La philo, c’est aussi le moyen pour les élèves de comprendre qu’il n’y a ni bonne ni mauvaise réponse, ce qui permet aux élèves de prendre la parole plus facilement, « en cours d’année, tous les ans, je me rends compte que les élèves sont moins frileux à l’idée de prendre la parole en classe, dans toutes les disciplines. Ils intériorisent le droit à l’erreur et c’est une conséquence directe de la pratique des ateliers philosophiques ». Autre avantage des ateliers, l’apprentissage de l’argumentation. « Si on apprend aux enfants, et ce dès la maternelle, que l’on peut débattre, que l’on peut ne pas être d’accord et qu’il faut toujours argumenter, on aura sans aucun doute des citoyens plus éclairés demain ». Finalement, « les ateliers de philo permettent de faire vivre pleinement les valeurs de la République : le respect, la liberté de penser, de s’exprimer, la fraternité, la solidarité et l’égalité ». Pour Stéphanie, ces ateliers sont donc de parfaits outils permettant aux élèves d’expérimenter ces valeurs.
Lundi, Stéphanie espérait un temps de concertation avec ses collègues. Elle devra faire sans. L’enseignante est loin de penser que ses élèves, même s’ils sont jeunes, ont été préservés d’images choquantes. Avant les vacances, elle les avait sondé sur les conditions de leur dîner. Une grande majorité d’entre eux avaient répondu diner devant BFM ou l’émission Touche pas à mon poste (TPMP). Mais l’actualité va vite, surtout en ce moment. Stéphanie imagine plutôt ses élèves troublés par le port du maques, changement significatif pour eux. Alors, a priori, elle fera un peu comme d’habitude. Elle leur demandera comment ils vont et sils ont passé de bonnes vacances. Elle répondra aux questions s’il en émerge. « Je me prépare, j’essaie d’anticiper les questions afin d’être prête s’ils abordent le sujet.
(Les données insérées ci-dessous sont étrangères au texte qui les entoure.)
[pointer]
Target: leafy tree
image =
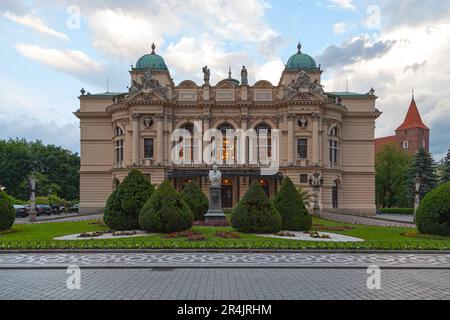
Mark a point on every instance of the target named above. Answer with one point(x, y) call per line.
point(255, 213)
point(444, 172)
point(391, 165)
point(123, 206)
point(166, 211)
point(19, 158)
point(424, 165)
point(7, 212)
point(433, 216)
point(293, 212)
point(196, 200)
S’ils n’en parlent pas, je l’aborderai lors du prochain atelier philo autour de la laïcité ».
On prépare la démocratie de demain par la démocratie à l’École
Dans la classe d’Arthur, des CM1/CM2, parler de religion, de laïcité, de différences de discriminations, de handicap ou encore de sexisme n’est pas nouveau. « Je n’ai pas de créneau spécifique à l’EMC dans mon emploi du temps : c’est partout et tout le temps qu’on forme des citoyen et citoyennes à l’école !, nous dit-il. Enseigner les valeurs de la République : liberté, égalité, fraternité, c’est avant tout les faire vivre. J’ai du mal à voir comment on peut enseigner la liberté d’expression si les élèves n’ont pas d’espace de parole ou d’écriture libre dans la classe. Concrètement, ça passe d’abord par la posture : les élèves peuvent parler de tout tant qu’on est dans le respect des personnes, et puis par certaines pratiques, qui viennent pour beaucoup de la pédagogie Freinet, comme le conseil d’élèves, le texte libre ou les exposés ».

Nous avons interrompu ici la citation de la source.